Praise for Dr Schimpff

The craft of science writing requires skills that are arguably the most underestimated and misunderstood in the media world. Dumbing down all too often gets mistaken for clarity. Showmanship frequently masks a poor presentation of scientific issues. Factoids are paraded in lieu of ideas. Answers are marketed at the expense of searching questions. By contrast, Steve Schimpff provides a fine combination of enlightenment and reading satisfaction. As a medical scientist he brings his readers encyclopedic knowledge of his subject. As a teacher and as a medical ambassador to other disciplines he's learned how to explain medical breakthroughs without unnecessary jargon. As an advisor to policymakers he's acquired the knack of cutting directly to the practical effects, showing how advances in medical science affect the big lifestyle and economic questions that concern us all.

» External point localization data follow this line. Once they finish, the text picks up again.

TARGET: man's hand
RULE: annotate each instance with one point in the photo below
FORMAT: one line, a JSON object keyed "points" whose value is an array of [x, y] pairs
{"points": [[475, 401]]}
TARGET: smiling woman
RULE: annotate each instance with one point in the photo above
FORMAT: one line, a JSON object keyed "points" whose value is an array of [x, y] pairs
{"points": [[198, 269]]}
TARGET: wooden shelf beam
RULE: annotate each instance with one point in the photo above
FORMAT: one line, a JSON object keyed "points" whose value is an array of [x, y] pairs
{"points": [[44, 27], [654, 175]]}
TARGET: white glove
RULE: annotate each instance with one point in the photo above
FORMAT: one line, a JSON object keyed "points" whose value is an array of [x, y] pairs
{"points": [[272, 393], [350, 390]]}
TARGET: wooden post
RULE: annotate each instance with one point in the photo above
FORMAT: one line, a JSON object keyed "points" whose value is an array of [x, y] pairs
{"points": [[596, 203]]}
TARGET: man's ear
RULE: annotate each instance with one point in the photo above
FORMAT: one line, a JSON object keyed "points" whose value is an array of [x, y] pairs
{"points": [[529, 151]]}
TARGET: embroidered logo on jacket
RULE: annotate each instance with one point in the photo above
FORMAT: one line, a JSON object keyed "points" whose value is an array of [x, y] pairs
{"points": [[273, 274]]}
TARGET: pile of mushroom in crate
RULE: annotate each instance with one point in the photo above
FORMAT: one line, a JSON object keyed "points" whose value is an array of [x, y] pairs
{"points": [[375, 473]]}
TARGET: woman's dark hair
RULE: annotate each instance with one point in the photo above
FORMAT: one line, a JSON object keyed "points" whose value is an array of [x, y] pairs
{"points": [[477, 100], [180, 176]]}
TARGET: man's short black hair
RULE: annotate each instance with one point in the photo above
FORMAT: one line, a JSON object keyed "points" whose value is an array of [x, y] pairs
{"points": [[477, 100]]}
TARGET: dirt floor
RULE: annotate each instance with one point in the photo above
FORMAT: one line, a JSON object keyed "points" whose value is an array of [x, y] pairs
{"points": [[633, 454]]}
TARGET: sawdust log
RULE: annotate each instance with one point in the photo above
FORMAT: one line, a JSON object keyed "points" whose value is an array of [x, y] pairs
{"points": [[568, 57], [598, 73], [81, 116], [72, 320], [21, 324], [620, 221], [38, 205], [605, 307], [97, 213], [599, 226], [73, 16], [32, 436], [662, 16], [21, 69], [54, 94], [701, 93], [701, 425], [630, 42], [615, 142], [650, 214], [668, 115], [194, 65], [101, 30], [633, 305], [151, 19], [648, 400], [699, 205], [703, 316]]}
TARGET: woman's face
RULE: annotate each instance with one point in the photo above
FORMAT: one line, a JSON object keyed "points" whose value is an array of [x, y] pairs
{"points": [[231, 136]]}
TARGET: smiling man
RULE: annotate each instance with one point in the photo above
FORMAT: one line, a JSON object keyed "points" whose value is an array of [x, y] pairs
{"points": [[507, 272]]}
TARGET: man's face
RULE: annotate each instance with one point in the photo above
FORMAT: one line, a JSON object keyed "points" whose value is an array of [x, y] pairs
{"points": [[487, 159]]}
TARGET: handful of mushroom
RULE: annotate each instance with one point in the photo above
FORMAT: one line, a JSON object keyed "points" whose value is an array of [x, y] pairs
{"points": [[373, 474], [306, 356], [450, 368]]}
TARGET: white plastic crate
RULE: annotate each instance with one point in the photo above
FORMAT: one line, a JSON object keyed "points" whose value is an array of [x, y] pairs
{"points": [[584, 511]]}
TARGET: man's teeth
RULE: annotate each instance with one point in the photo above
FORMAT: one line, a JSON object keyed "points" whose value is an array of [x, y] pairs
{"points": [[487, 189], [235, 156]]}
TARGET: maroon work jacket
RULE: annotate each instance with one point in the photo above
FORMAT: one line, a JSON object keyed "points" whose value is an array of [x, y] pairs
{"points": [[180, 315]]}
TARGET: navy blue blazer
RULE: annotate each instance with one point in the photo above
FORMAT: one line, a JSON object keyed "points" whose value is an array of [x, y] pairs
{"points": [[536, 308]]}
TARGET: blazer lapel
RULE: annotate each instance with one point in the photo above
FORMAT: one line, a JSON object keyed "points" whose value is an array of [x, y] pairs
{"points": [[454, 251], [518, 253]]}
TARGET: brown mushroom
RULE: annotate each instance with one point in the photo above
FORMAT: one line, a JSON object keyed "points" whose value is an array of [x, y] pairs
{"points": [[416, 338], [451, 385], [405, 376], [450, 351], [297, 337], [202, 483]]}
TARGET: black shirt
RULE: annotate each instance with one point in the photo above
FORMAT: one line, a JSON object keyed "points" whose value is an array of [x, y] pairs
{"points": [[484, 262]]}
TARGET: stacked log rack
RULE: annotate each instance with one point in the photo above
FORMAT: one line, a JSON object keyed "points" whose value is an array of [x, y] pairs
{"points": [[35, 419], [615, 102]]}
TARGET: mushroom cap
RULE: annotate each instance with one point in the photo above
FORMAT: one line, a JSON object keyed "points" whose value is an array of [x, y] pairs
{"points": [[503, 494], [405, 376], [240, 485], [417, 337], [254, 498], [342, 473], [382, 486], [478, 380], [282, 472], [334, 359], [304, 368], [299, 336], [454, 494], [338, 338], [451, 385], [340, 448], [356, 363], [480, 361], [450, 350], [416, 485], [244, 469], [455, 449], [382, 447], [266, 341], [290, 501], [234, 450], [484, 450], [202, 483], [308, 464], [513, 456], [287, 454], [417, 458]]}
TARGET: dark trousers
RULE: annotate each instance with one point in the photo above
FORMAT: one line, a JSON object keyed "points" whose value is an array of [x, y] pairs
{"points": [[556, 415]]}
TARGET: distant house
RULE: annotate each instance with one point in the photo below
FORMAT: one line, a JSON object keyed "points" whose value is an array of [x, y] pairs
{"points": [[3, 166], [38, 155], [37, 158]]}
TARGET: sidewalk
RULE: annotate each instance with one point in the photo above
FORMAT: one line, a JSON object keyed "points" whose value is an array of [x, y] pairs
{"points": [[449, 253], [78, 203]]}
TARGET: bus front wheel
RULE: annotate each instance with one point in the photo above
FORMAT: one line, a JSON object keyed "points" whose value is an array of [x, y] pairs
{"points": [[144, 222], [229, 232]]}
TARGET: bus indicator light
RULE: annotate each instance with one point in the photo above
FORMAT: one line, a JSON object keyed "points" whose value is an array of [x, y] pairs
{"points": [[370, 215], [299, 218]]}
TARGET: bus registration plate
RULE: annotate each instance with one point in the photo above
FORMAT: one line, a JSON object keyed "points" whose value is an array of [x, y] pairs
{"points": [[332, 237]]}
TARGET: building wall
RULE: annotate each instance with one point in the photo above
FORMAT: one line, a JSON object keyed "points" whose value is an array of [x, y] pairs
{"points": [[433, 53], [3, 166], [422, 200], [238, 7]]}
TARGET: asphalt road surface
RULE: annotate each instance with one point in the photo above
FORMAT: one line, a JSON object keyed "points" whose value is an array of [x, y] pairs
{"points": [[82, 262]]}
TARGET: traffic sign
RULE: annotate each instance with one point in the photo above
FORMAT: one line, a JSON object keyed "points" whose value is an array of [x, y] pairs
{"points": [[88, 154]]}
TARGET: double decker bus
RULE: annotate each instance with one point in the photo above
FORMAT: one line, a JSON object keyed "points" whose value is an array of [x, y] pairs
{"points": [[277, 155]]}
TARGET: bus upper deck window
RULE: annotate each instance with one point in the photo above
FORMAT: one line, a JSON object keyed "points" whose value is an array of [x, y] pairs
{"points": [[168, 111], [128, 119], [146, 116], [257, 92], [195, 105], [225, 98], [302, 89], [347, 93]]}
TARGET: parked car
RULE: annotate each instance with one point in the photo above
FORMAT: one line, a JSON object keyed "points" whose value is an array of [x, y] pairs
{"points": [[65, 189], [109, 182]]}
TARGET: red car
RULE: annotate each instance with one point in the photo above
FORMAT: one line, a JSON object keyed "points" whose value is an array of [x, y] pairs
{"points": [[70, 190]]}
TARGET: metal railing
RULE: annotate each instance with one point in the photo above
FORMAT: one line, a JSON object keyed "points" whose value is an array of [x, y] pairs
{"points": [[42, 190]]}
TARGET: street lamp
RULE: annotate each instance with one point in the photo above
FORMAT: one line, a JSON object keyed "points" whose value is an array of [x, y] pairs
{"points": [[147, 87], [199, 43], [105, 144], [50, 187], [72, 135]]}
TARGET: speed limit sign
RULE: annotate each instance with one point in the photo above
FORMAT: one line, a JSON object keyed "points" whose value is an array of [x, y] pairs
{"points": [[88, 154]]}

But Schimpff's greatest strength as a writer is that he's a physician through and through, caring above all for the person. His engaging conversational style, insights and fascinating treasury of cutting-edge information leave both lay readers and medical professionals turning his pages. In his hands the impact of new medical technologies and discoveries becomes an engrossing story about what lies ahead for us in the 21st century: as healthy people, as patients of all ages, as children, as parents, as taxpayers, as both consumers and providers of health services. There can be few greater stories than the adventure of what awaits our minds, bodies, budgets, lifespans and societies as new technologies change our world. Schimpff tells it with passion, vision, sweep, intelligence and an urgency that none of us can ignore.

-- N.J. Slabbert, science writer, co-author of Innovation, The Key to Prosperity: Technology & America's Role in the 21st Century Global Economy (with Aris Melissaratos, director of technology enterprise at the John Hopkins University).